From 0ebdcf5916a66ed0b66074edbd39be8b5be07d85 Mon Sep 17 00:00:00 2001
From: dev-claudecode <dev-claudecode@cc-connect.local>
Date: Wed, 1 Jul 2026 17:18:12 +0000
Subject: [PATCH] fix(qq): route long Send() through HTTP to dodge 15s WS
 timeout (#1474)
MIME-Version: 1.0
Content-Type: text/plain; charset=UTF-8
Content-Transfer-Encoding: 8bit

Long replies (~2.5KB+) always tripped the hardcoded 15s timeout in
callAPI because the OneBot readLoop serves both inbound events and
outbound replies — long sends queue behind inbound traffic and stall.

New `send_via_http` config knob (default "auto"):

  - "auto"   → WS for <=512 byte messages, HTTP for longer ones.
               Falls back to WS when http_url is unset.
  - "always" → always HTTP (requires http_url); falls back to WS when
               absent so unconfigured deployments still deliver.
  - "never"  → always WebSocket, even for long messages.

SendFile() and SendImage() are unaffected — separate code paths.

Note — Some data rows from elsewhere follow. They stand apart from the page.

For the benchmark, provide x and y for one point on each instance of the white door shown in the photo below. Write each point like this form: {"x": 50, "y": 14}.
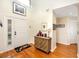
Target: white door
{"x": 19, "y": 32}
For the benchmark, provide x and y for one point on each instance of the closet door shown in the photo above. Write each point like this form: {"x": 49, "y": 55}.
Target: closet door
{"x": 19, "y": 32}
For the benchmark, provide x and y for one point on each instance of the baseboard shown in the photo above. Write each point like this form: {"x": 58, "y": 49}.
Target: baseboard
{"x": 52, "y": 50}
{"x": 77, "y": 55}
{"x": 63, "y": 43}
{"x": 6, "y": 50}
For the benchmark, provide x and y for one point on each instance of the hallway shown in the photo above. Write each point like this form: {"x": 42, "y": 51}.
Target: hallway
{"x": 62, "y": 51}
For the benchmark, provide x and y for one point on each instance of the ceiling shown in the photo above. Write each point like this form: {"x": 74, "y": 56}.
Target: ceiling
{"x": 71, "y": 10}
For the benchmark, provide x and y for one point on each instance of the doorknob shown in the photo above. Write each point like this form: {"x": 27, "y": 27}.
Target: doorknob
{"x": 15, "y": 33}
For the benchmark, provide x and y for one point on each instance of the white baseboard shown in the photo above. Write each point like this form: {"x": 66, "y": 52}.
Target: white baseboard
{"x": 64, "y": 43}
{"x": 6, "y": 50}
{"x": 78, "y": 55}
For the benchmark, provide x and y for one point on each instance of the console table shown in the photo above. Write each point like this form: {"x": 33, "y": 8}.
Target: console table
{"x": 43, "y": 43}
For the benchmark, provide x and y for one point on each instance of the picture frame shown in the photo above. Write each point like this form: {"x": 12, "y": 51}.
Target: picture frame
{"x": 19, "y": 9}
{"x": 44, "y": 26}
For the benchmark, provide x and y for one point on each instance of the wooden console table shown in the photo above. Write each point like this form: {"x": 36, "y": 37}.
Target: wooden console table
{"x": 43, "y": 43}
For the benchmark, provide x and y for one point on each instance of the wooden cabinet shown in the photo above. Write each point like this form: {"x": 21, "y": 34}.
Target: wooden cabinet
{"x": 43, "y": 43}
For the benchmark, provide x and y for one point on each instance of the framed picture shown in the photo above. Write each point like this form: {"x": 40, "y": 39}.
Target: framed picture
{"x": 19, "y": 9}
{"x": 44, "y": 26}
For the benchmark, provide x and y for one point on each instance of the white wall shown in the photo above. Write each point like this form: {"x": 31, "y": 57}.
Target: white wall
{"x": 6, "y": 10}
{"x": 68, "y": 34}
{"x": 71, "y": 10}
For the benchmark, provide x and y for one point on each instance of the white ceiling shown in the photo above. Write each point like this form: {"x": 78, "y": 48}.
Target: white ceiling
{"x": 53, "y": 3}
{"x": 71, "y": 10}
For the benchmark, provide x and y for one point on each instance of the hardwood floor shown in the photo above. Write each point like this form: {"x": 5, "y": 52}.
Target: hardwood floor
{"x": 62, "y": 51}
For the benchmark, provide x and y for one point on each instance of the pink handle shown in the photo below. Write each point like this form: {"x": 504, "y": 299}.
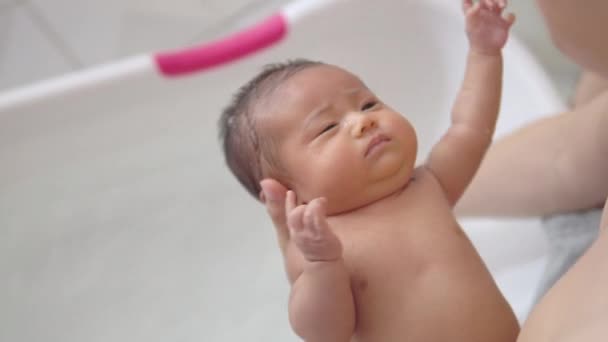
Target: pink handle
{"x": 223, "y": 51}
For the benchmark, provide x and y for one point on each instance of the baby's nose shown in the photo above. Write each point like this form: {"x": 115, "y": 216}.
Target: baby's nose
{"x": 362, "y": 124}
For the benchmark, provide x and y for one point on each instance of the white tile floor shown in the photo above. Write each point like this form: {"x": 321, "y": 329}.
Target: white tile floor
{"x": 26, "y": 54}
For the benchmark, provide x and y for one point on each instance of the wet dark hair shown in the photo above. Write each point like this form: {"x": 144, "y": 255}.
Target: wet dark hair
{"x": 244, "y": 150}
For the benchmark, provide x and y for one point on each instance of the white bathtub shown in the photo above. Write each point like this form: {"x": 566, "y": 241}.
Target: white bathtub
{"x": 120, "y": 222}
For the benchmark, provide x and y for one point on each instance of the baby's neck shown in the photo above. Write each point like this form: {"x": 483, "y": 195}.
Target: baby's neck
{"x": 378, "y": 202}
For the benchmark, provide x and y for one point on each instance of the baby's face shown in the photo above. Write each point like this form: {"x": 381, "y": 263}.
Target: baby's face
{"x": 336, "y": 139}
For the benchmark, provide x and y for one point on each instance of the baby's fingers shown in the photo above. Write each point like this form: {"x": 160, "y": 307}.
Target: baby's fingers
{"x": 466, "y": 5}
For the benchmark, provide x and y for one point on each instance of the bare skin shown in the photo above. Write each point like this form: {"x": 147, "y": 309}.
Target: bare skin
{"x": 378, "y": 255}
{"x": 576, "y": 308}
{"x": 574, "y": 176}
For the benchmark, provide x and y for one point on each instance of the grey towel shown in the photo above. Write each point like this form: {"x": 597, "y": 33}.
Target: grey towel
{"x": 569, "y": 236}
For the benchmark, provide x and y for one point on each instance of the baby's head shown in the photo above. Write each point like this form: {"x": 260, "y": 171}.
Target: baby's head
{"x": 321, "y": 132}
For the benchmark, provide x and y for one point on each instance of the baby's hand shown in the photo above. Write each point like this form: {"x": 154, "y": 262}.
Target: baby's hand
{"x": 309, "y": 230}
{"x": 486, "y": 27}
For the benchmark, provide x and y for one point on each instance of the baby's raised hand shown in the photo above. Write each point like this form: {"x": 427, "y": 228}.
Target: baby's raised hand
{"x": 487, "y": 28}
{"x": 310, "y": 231}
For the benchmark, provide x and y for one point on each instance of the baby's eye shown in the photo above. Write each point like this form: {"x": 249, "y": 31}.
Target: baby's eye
{"x": 328, "y": 127}
{"x": 369, "y": 105}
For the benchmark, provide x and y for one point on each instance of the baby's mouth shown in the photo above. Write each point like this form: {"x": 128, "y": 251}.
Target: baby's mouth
{"x": 377, "y": 141}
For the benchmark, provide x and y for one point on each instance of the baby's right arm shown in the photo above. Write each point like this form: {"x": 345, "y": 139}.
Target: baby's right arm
{"x": 321, "y": 305}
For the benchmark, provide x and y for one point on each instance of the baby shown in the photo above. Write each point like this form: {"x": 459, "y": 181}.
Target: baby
{"x": 375, "y": 252}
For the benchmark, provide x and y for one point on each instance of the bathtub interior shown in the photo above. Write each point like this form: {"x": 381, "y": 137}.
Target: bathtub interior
{"x": 119, "y": 220}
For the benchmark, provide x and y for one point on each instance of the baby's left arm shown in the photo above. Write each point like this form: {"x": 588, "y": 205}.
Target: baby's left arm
{"x": 457, "y": 156}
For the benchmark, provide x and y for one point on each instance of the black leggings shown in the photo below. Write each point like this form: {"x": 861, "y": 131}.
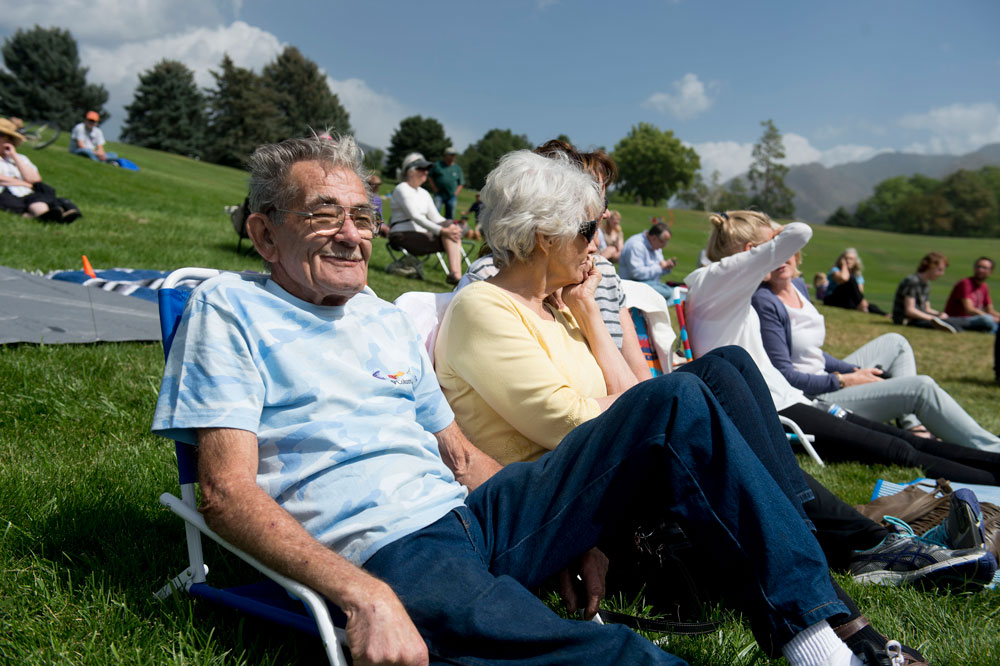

Tests cover: short-msg WS path, long-msg HTTP fallback (2500B),
private-vs-group, threshold boundary, mode=always/never, auto with
no http_url, invalid config value (falls back to auto), and a
table-driven shouldUseHTTP test.
---
 CHANGELOG.md           |   1 +
 config.example.toml    |  14 ++
 platform/qq/qq.go      |  63 ++++++++-
 platform/qq/qq_test.go | 289 +++++++++++++++++++++++++++++++++++++++++
 4 files changed, 363 insertions(+), 4 deletions(-)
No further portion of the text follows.